When there is a failure it is normally due to compounding deficiencies rather than only one thing being wrong.
Fiberglass coatings are not normally used for waterproofing at least in the tile industry. The waterproofing layer must be sloped to a drain away from the building at a 1/4" per foot. Over occupied space there should be a primary roofing membrane first and then a secondary waterproof membrane over the mortar bed.
An exterior deck has to be constructed like a shower pan. Pre-slope the subfloor towards the outside of the house to a drain or to weep holes to allow it do drain if water gets to that point.

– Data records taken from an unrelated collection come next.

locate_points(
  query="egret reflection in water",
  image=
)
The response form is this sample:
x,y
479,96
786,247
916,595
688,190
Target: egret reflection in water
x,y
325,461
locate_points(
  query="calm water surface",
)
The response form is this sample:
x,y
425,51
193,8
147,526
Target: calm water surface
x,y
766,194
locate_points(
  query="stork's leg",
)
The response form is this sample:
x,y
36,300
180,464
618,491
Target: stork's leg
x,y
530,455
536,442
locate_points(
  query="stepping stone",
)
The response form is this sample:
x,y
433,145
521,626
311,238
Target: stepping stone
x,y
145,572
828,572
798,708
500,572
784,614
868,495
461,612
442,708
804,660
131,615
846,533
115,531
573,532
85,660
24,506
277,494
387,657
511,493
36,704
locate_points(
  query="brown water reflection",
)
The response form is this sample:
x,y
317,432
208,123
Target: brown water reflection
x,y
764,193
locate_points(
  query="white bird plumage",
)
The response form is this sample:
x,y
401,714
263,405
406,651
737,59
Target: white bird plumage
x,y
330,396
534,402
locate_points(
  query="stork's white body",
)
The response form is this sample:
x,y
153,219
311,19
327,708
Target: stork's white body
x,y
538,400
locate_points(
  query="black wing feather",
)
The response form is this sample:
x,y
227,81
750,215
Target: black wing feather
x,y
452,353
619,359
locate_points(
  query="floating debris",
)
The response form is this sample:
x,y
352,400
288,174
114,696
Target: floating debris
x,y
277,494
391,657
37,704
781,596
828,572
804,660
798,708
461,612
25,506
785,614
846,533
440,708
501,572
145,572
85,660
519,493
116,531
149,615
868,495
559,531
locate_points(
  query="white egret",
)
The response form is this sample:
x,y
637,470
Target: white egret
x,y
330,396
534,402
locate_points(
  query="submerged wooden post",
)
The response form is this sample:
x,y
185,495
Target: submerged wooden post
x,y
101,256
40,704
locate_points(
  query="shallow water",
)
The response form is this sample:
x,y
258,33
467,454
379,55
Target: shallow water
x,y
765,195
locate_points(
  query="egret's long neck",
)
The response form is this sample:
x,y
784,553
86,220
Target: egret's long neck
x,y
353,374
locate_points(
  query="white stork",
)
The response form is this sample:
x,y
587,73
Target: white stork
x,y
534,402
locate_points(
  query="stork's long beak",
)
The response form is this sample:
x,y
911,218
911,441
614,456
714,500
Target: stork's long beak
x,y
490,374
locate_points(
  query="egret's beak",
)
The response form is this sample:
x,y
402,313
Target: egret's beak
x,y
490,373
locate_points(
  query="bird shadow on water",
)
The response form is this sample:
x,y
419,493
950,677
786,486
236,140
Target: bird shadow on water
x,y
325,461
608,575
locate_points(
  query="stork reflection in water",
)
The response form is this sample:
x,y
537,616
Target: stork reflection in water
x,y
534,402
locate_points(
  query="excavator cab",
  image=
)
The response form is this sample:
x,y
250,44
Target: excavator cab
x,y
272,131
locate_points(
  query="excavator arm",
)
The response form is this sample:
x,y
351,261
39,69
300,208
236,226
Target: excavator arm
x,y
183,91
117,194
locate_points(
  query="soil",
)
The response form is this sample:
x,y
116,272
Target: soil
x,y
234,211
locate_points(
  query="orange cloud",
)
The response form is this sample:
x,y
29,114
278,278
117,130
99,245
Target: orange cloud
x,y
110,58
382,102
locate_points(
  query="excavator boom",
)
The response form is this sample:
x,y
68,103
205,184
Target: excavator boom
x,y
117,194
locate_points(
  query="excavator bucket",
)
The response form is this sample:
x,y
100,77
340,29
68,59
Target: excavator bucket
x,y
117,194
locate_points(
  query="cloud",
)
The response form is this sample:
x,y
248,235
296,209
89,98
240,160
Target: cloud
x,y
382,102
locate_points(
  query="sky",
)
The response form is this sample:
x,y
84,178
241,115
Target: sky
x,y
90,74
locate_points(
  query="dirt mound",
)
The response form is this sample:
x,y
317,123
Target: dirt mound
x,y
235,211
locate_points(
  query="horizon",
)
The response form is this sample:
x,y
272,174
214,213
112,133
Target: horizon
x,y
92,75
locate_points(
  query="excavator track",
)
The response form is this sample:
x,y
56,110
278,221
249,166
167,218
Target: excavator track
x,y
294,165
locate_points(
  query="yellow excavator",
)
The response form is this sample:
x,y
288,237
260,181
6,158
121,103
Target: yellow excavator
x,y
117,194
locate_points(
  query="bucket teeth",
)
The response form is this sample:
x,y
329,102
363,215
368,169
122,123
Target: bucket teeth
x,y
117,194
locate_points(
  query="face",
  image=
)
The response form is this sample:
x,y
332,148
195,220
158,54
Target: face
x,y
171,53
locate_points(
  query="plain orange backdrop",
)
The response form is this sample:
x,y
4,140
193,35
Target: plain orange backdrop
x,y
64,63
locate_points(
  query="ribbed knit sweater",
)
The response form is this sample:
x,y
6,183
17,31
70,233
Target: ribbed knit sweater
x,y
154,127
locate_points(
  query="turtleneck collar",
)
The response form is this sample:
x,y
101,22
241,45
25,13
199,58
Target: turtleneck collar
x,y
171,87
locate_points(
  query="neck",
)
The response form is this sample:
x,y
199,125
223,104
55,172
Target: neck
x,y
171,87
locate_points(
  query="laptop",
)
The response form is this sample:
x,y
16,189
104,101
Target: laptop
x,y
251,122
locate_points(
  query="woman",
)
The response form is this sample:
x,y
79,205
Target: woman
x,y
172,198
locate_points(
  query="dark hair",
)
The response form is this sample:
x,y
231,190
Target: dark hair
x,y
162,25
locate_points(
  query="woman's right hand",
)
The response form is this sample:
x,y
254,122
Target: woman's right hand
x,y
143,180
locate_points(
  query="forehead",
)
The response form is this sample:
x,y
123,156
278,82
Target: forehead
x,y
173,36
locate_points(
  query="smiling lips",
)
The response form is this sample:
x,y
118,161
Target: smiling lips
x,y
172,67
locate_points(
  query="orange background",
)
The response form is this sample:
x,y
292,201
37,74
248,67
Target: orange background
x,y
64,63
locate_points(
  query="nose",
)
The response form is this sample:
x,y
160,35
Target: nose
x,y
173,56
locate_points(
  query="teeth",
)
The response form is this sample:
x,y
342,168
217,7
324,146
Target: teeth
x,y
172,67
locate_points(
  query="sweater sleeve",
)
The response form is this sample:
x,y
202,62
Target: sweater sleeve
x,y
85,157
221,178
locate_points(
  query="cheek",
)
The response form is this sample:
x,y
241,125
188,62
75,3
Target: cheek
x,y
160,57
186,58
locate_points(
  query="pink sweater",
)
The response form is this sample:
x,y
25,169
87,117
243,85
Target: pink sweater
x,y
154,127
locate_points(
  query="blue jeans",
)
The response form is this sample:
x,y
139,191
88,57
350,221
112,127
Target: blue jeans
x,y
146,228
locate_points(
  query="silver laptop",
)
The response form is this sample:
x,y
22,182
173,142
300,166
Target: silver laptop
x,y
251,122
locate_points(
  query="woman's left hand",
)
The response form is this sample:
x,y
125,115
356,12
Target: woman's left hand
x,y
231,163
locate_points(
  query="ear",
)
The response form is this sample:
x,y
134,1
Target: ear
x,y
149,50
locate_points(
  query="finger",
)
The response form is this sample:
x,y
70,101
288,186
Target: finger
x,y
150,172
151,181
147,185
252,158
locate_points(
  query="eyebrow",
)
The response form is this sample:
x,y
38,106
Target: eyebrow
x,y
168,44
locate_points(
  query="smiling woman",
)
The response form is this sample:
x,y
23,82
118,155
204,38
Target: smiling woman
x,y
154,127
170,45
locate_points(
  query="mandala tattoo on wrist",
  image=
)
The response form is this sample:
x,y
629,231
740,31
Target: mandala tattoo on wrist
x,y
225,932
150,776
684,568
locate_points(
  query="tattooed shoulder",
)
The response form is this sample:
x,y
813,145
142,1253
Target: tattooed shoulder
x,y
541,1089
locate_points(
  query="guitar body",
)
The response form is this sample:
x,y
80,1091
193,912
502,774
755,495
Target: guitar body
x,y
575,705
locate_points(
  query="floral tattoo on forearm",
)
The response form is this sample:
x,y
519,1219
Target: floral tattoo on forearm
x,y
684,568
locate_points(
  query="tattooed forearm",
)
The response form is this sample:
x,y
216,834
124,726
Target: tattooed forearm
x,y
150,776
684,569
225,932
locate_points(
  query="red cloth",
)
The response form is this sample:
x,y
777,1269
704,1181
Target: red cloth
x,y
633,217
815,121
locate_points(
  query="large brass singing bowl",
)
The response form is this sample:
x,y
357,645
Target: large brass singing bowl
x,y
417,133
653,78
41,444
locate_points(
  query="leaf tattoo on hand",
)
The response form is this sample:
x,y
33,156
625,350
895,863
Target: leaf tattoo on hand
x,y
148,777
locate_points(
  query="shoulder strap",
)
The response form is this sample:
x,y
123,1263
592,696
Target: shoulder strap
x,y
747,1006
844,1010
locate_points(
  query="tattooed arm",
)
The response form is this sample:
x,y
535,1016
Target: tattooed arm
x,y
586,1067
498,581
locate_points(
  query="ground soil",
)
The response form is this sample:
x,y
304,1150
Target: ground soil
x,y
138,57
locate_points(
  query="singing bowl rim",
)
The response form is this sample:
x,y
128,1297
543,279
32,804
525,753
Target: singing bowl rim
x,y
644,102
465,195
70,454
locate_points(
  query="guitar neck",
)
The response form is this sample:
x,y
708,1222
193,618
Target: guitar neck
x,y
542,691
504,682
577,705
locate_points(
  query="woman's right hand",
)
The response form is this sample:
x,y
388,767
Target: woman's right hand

The waterproofing must transition up the sides of the building exterior walls at least 3 inches above the tile surface.
The waterproofing can be a asphalt hot mop or it can be a sheet waterproof membrane recommended as a primary roofing membrane. It should tie into the sub-drain at the weep holes and there should be a weep hole protector over it.
Then a wire reinforced mortar bed should be applied in a dry-pack consistency at least 1.25" thick. It's surface should have the same 1/4" per foot slope to drains.
A secondary liquid applied waterproof membrane meeting ANSI A118.10 should be applied over the cured mortar bed and transition up the wall at least 3 inches above the tile surface. Use an ASTM C920 silicone sealant around all drains and other transitions.
The tile can be adhered to the membrane with a modified dry-set cement mortar (thin-set) meeting ANSI A118.4 or better. Use an ASTM C920 silicone sealant around all drains and other transitions, and within the field of tile every 8 to 12 feet.